James Tizzard

Personal information
- Full name: James George Tizzard
- Born: 12 November 1982 (age 43) Isleworth, London, England
- Batting: Right-handed
- Bowling: Right-arm medium-fast

Domestic team information
- 2001–2002: Dorset

Career statistics
| Competition | List A |
| Matches | 1 |
| Runs scored | 0 |
| Batting average | 0.00 |
| 100s/50s | 0/0 |
| Top score | 0 |
| Balls bowled | 5 |
| Wickets | 0 |
| Bowling average | – |
| 5 wickets in innings | – |
| 10 wickets in match | – |
| Best bowling | – |
| Catches/stumpings | 0/– |
- Source: Cricinfo, 15 March 2010

= James Tizzard =

English cricketer

James George Tizzard (born 12 November 1982) is a former English county cricketer. Tizzard was a right-handed batsman who bowled right-arm medium-fast.

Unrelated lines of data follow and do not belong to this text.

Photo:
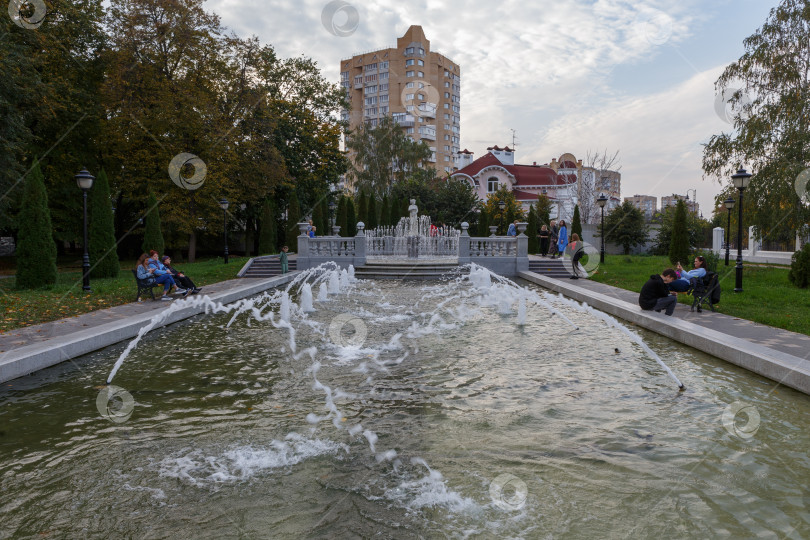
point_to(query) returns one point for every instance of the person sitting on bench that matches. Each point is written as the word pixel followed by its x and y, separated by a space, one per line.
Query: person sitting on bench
pixel 682 283
pixel 179 277
pixel 655 294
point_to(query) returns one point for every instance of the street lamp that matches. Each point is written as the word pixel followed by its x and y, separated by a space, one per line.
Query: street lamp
pixel 224 205
pixel 740 180
pixel 85 181
pixel 729 203
pixel 602 201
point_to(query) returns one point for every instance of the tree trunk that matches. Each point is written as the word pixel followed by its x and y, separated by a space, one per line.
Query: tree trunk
pixel 192 247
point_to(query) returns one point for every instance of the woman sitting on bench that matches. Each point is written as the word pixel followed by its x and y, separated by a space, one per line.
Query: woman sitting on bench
pixel 682 283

Tizzard made a single List-A appearance for Dorset in the 2nd round of the 2002 Cheltenham & Gloucester Trophy, which was played in 2001 against Scotland. Tizzard was out caught off the bowling of Damien Wright in his only List-A innings. Tizzard also made a single Minor Counties Championship against Wiltshire in 2001. He is now located in Dubai working in the Oil and Gas market sector. He currently plays league cricket for the Infidels Cricket Club in the Last Man Stands Cricket League.